We can iterate the search process by sampling hyperparameters in a coarse to fine scheme: at each iteration, we search in a neighborhood of the values that worked best at the previous iteration. In other words, we zoom in to a smaller region of the hyperparameter space and sample more densely within that region.

### Choosing an appropriate scale

For some hyperparameters it is reasonable to pick their values uniformily between a lower bound and an upper bound. For instance, when choosing the number of hidden units within a hidden layer, we can reasonably sample values uniformily between, say, 50 and 100. The same holds for the number of hidden layers, which can be manually set, for instance, to 2, 3 or 4.
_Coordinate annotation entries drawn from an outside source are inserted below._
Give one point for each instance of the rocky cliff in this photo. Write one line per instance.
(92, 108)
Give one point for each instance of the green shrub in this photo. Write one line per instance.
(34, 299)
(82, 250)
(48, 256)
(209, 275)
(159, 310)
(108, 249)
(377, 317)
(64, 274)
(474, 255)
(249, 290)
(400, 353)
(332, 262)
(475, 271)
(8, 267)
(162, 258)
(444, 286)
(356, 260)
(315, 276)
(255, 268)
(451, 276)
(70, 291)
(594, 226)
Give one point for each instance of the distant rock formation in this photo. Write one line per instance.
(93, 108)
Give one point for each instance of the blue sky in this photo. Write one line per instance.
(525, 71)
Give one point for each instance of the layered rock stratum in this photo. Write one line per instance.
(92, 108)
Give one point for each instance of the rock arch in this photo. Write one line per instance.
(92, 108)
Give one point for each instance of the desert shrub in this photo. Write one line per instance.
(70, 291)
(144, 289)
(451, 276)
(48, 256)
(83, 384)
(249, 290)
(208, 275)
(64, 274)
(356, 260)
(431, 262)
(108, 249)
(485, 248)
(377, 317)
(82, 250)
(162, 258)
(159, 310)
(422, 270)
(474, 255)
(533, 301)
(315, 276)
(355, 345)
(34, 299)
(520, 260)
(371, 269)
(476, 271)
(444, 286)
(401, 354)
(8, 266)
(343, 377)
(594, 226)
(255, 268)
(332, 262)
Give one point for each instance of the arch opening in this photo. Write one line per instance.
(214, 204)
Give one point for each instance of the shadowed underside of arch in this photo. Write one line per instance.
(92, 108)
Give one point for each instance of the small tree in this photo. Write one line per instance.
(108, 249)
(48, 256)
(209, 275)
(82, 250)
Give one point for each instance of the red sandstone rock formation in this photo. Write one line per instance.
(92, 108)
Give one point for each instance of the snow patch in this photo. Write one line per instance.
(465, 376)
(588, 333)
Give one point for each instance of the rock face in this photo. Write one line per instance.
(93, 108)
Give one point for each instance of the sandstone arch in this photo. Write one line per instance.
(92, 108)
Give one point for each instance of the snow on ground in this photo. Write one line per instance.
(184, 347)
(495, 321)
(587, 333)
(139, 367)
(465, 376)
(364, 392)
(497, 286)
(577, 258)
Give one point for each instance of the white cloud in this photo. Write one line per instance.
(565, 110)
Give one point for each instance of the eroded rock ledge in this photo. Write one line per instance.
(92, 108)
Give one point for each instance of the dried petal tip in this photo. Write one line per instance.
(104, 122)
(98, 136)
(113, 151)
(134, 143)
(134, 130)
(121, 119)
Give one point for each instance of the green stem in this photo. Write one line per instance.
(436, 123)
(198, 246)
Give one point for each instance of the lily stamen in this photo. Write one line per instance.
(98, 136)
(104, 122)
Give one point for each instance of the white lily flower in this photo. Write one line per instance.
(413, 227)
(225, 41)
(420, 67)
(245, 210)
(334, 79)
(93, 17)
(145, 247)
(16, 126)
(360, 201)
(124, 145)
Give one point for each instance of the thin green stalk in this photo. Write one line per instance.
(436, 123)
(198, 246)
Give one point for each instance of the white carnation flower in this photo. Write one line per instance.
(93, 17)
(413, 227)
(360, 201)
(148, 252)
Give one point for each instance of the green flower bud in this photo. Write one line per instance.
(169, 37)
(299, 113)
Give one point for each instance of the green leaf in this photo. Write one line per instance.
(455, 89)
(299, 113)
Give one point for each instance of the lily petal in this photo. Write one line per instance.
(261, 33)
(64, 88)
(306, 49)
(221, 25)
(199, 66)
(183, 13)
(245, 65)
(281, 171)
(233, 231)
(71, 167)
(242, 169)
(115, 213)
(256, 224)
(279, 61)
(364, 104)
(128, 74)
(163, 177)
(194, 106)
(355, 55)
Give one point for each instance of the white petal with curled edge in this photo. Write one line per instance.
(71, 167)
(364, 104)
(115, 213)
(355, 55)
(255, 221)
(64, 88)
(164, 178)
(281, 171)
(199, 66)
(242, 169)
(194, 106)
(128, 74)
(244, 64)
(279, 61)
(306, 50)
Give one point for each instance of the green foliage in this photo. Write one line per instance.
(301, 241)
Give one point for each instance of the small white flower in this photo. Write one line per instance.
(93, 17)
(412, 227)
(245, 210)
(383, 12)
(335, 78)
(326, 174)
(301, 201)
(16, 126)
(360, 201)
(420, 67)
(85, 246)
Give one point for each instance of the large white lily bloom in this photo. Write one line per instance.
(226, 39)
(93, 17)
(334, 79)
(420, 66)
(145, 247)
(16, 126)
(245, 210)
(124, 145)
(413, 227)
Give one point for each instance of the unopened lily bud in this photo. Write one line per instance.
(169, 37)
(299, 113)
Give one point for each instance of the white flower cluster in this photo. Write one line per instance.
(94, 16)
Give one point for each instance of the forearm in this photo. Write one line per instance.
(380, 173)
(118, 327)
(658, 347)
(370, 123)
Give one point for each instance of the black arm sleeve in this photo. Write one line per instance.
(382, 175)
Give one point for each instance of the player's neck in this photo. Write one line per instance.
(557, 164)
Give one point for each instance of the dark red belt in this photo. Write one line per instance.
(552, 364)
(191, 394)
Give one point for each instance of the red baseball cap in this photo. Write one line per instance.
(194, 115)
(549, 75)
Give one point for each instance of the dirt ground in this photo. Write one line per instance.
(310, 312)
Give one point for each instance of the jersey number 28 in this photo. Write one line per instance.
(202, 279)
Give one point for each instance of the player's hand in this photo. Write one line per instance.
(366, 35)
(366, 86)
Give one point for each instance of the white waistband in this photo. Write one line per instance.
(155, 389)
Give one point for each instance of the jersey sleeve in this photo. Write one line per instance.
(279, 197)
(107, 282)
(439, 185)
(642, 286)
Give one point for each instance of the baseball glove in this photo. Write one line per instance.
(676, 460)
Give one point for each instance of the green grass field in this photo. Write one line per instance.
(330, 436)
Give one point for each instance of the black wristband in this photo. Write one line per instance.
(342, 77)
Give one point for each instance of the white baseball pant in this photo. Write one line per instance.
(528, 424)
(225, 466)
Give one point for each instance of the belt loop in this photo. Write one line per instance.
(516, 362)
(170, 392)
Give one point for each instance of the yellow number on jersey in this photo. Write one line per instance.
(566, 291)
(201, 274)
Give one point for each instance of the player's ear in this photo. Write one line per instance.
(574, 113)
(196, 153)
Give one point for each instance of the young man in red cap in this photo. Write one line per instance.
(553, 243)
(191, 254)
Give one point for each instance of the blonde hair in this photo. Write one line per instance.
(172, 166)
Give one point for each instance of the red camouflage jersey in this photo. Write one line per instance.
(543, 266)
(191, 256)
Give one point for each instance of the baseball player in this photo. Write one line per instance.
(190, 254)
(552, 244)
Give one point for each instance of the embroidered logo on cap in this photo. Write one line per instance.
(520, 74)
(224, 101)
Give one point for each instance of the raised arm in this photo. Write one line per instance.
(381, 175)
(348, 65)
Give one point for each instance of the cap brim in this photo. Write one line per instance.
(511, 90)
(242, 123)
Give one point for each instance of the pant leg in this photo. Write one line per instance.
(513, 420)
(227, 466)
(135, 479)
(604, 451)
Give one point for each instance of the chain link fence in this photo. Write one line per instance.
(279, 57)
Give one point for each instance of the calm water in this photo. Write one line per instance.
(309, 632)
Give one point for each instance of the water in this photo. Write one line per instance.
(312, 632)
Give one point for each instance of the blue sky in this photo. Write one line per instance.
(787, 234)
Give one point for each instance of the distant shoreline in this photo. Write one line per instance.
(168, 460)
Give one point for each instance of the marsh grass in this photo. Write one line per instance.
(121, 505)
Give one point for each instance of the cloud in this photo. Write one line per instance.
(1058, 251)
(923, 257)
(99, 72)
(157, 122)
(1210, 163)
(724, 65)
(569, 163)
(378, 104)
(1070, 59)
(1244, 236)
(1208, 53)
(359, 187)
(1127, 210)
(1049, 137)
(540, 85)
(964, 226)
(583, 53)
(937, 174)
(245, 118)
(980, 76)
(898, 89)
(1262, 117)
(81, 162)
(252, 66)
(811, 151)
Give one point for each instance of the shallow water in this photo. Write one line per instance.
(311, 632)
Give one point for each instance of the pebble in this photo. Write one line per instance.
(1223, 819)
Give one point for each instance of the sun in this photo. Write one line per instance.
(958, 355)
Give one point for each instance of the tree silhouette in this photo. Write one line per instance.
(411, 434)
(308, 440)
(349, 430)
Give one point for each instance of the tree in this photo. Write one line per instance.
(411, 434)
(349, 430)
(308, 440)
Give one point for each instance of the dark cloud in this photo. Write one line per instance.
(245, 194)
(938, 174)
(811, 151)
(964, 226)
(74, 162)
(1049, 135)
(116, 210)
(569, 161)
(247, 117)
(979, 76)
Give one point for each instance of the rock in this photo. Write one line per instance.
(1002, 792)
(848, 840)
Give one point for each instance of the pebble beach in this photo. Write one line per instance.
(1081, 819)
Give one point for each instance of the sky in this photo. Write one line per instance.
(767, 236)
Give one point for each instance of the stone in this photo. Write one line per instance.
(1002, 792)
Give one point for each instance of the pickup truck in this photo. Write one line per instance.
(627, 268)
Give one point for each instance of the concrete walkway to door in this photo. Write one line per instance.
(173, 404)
Anyway, if we consider the learning rate $\alpha$, and we sample a bunch of values between 0.0001 and 1, we will end using 90% of the resources searching for values between 0.1 and 1, and just 10% of the resources for searching between 0.0001 and 0.1. A more suitable way would be to sample those values uniformily on the log scale. On that scale, the points 0.0001, 0.001, 0.01, 0.1 and 1 are equally spaced. In practice, that can be obtained in the following way:

```python
alpha = 10**np.random.uniform(-4, 0) # ⍺ ∈ [0.0001, 1]
```

This trick can be used, for instance, to sample values for the hyperparameter $\beta$ when computing a weighted average. It is a bad idea to sample it from a linear scale since the size of the window is highly sensitive on $\beta$ when $\beta$ is close to 1. Say that we want $\beta$ to be between 0.9 and 0.999, that is equivalent to requiring that $1-\beta=0.1$ and $1-\beta=0.001$. Therefore we can sample $\beta$ with `beta = 1 - 10**np.random.uniform(-2, -1)`.

### Tuning hyperparameters in practice

In practice we can either train a single model and tune it by changing its hyperparameters over time (that is a feasible approach with limited computational capacity), or we can train many models in parallel, finally choosing the best one at the end.